Generative Risk Minimization for Out-of-Distribution Generalization on Graphs
Song Wang, Zhen Tan, Yaochen Zhu, Chuxu Zhang, Jundong Li
TL;DR
This work tackles out-of-distribution generalization on graphs by shifting from invariant-subgraph extraction to generative invariant subgraphs. It introduces Generative Risk Minimization (GRM), which uses a VGAE-based generator to produce a continuous invariant subgraph for each input graph, guided by a three-term objective that maximizes the subgraph’s predictive power while minimizing dependence on environment and spurious information through a latent causal variable $Z$. A theoretical ELBO-based lower bound enables end-to-end optimization without ground-truth invariant subgraphs, and extensive node- and graph-level experiments show GRM consistently surpasses state-of-the-art baselines under various distribution shifts. The approach demonstrates strong generalization, robustness to spurious features, and applicability to both node and graph classification tasks, with potential impact on real-world graph learning under shifting environments.
Abstract
Out-of-distribution (OOD) generalization on graphs aims at dealing with scenarios where the test graph distribution differs from the training graph distributions. Compared to i.i.d. data like images, the OOD generalization problem on graph-structured data remains challenging due to the non-i.i.d. property and complex structural information on graphs. Recently, several works on graph OOD generalization have explored extracting invariant subgraphs that share crucial classification information across different distributions. Nevertheless, such a strategy could be suboptimal for entirely capturing the invariant information, as the extraction of discrete structures could potentially lead to the loss of invariant information or the involvement of spurious information.

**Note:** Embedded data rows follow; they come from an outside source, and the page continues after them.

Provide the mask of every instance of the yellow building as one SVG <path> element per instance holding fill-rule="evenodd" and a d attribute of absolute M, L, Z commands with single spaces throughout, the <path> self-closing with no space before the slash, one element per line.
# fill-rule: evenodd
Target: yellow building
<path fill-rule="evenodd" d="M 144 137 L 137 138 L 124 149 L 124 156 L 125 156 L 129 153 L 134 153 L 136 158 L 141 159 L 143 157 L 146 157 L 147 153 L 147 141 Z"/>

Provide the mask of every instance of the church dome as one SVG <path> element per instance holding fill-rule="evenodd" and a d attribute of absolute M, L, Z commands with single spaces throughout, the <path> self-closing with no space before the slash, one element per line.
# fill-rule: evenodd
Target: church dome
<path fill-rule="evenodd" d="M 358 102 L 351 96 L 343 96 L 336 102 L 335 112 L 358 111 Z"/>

In this paper, we propose an innovative framework, named Generative Risk Minimization (GRM), designed to generate an invariant subgraph for each input graph to be classified, instead of extraction. To address the challenge of optimization in the absence of optimal invariant subgraphs (i.e., ground truths), we derive a tractable form of the proposed GRM objective by introducing a latent causal variable, and its effectiveness is validated by our theoretical analysis. We further conduct extensive experiments across a variety of real-world graph datasets for both node-level and graph-level OOD generalization, and the results demonstrate the superiority of our framework GRM.